Going Back to School as a Veteran

Kevin Matzke headshot

Kevin Matzke, Bachelor of Science, Biology

San Diego Region

U.S. Navy Veteran

https://portfolium.com/Kmatzke88

The decision to go back to school as a veteran was not a difficult decision. The military always pushed education and the need to better oneself. Knowing the large veteran population attending National University helped in making my mind up to attend. The challenges that came with working full time, studying full-time, and maintaining a family were not what I expected. When I first started at National University, I was married but had no children. The transition into becoming a student was fairly streamlined, and because of the way the military uses intensive training, the 1 month compressed format of National Universities classes seemed natural to me. As a veteran it is sometimes hard to find common ground with people who haven’t had the shared experience of military service. I have often found myself feeling alienated or uncomfortable because my time in the military had changed my way of viewing things. This sense of alienation was one of my biggest fears going into starting up as a college student. I quickly found that a large portion of my classmates were also prior service, or active duty, and shared the same struggles as I did. The veteran community at National definitely helped in smoothing the transition from being fresh out of the military, to being a successful student, while supporting my family.
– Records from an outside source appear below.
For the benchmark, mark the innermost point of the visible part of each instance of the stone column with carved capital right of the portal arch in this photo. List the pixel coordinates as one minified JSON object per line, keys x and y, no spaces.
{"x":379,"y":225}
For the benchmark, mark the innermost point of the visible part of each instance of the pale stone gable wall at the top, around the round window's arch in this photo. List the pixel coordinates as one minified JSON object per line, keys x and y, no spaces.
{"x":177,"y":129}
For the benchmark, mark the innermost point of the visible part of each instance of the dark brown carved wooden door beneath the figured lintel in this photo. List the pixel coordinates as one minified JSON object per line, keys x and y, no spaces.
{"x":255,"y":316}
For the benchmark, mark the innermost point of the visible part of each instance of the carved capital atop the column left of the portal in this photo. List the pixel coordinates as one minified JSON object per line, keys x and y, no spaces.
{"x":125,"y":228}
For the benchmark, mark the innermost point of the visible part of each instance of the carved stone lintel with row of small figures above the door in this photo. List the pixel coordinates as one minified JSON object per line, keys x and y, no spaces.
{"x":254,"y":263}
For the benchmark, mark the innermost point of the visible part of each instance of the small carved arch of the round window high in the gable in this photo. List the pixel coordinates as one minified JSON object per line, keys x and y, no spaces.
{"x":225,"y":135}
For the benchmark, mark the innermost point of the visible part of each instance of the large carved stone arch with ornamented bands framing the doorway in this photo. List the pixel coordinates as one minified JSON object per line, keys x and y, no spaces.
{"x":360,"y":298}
As I progressed in my education I also was growing my family.  My first daughter was born in 2016, and my second in 2018.

The addition of children definitely adds new stressors and time demands on top of the already busy work/ school schedule I was maintaining. There are days where it can be overwhelming, and on those days I remind myself that completing my education will help to provide a better future for my children. It has not always been easy, but the faculty has been very accommodating and understanding of the fact that many of us attending are parents, working to support our families while attending school. The smaller class sizes allow me more interaction with the instructors, and a makes learning and understanding the material easier, when everything outside of class is trying to distract me from my studies.